La lettre d’info : juin 2015 15/06/2015 – Publié dans : La lettre d'info – Mots-clé : ,

Chers amis,

J’écris ces quelques mots depuis la rue Instin où le général éponyme a installé ses quartiers du 4 au 7 juin, rue Denoyez à Paris. Cette manifestation incarne parfaitement ce en quoi nous croyons depuis longtemps : la littérature est liquide, on peut la faire couler dans d’infinies directions, l’encapsuler dans de multiples supports, la décliner. La plupart du temps, elle prend la forme d’un livre, papier ou numérique. Parfois, c’est plus complexe que ça : nos sites web et nos blogs, qui sont nos laboratoires du quotidien, ont déplacé les frontières. D’autres fois, c’est encore plus complexe, ça prend la forme d’un espace bien réel implanté dans une ville véritable. C’est le cas, ici, rue Denoyez, enfin rue Instin.

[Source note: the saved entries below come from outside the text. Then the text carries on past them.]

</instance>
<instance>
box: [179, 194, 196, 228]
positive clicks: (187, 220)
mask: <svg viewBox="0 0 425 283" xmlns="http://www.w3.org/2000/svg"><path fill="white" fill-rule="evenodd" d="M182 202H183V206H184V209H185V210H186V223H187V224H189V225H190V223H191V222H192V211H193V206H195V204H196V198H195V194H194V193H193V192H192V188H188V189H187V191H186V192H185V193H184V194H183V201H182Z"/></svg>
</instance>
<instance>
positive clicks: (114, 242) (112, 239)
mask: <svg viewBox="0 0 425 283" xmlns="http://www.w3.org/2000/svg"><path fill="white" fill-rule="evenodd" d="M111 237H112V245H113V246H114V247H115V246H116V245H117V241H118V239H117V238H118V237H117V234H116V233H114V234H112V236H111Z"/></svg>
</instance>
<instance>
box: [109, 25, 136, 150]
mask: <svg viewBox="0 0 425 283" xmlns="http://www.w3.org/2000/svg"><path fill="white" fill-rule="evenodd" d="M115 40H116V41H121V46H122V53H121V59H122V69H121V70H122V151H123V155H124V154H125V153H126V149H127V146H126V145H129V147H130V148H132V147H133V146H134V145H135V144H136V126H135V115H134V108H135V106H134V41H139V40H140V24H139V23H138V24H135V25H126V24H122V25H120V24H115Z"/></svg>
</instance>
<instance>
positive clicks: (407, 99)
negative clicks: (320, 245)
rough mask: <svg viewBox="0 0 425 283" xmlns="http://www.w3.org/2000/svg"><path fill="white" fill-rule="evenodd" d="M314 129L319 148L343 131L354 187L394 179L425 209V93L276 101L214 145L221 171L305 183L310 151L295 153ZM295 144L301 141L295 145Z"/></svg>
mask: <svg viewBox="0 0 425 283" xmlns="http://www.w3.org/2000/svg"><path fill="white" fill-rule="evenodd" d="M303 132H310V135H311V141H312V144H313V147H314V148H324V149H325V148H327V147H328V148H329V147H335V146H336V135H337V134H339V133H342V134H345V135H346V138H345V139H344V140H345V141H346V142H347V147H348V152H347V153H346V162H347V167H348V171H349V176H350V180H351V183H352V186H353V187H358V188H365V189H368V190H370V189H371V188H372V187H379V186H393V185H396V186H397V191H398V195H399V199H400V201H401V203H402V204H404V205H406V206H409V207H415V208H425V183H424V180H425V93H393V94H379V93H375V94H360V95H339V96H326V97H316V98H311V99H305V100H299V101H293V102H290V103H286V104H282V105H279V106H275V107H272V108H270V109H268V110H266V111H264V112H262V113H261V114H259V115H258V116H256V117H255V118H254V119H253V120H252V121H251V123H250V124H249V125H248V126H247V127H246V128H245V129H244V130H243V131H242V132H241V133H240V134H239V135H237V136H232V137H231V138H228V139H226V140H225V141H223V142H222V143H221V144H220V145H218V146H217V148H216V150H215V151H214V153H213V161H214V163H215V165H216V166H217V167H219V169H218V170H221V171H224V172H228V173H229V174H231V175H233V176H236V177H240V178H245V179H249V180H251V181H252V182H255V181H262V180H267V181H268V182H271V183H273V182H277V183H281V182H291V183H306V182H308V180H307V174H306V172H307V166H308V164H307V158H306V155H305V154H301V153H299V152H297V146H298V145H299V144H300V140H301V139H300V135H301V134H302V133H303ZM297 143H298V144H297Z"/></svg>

Ce sera le cas également Bibliothèque Marguerite Audoux très bientôt, le 13 juin, à l’occasion de la 9ème nuit remue, que nous serons nombreux à suivre.

Ces mutations de l’écriture et de la diffusion des textes à l’heure du numérique, nous avons pris le temps d’en discuter et d’en débattre avec Thierry Crouzet. Cet échange, nous l’avons compilé dans un entretien qui accompagne la parution de son essai La mécanique du texte, le 29 juin prochain en papier et numérique, et qui sera proposé aux abonnés en même temps que l’avant-première du texte lui-même, dans quelques jours, le 15. Dans La mécanique du texte, les questions se bousculent : écrivons-nous autrement ? La technique au sens large influence-t-elle la littérature ? De nouveaux outils impliquent-ils des œuvres nouvelles ? Ces œuvres nécessitent-elles à leur tour de nouvelles méthodes de médiation ? Les réponses sont des pistes, des envies, des idées, un futur à construire tous ensemble. 

L’éparpillement des formes et des supports, oui, cela revient souvent. Cette idée que le texte est une matière, un flux, et que chaque média doit pouvoir en décupler l’essence. Pour L’appel de Londres, de Philippe Castelneau, disponible en numérique depuis le 29 mai dernier et dont la sortie papier interviendra fin juin, nous avons décidé d’ouvrir l’accès aux ressources additionnelles proposées précédemment aux abonnés. Vous y trouverez tout un bagage multimédia (photo, musique, lectures son) ainsi qu’une carte interactive pour déambuler dans Londres et dans le temps aux côtés de l’auteur. À compter d’aujourd’hui, vous pourrez également découvrir Cendres, de Didier Bazy, un poème noir et dense sur l’espace concentrationnaire et dont un extrait audio est proposé à l’écoute ci-dessous. Pour ce texte, nous avons développé un livre graphique et sonore entrecoupé de peintures de Pascal Blanchard et précédée d’une lecture audio de Jean-Claude Mathon, non pas seulement pour l’enrichir mais bien pour incarner cette deuxième parution, dix ans après sa sortie aux éditions Le Grand Souffle.

Écouter un extrait du livre

Au-delà des nouveautés de juin, n’oublions pas la richesse de notre catalogue. À la fin de ce mois, c’est Monkey’s Requiem et Navigations, que nous proposerons en papier, après une précédente parution numérique. D’autres livres sont dès à présents disponibles dans des versions numériques mises à jour : Isidoro, Dans la zone d’activité, Les vies parallèles de Nicolaï Bakhmaltov, En E Enkou et La dérive des continents. Enfin, le 18 juin prochain, à la librairie Charybde à Paris à partir de 19h30, nous vous invitons à rencontrer Benoît Jeantet et son livre Nos guerres indiennes paru en ce début d’année. Hâte de vous y retrouver, hâte de partager ces lectures, cette littérature sous toutes ses formes et ses incarnations.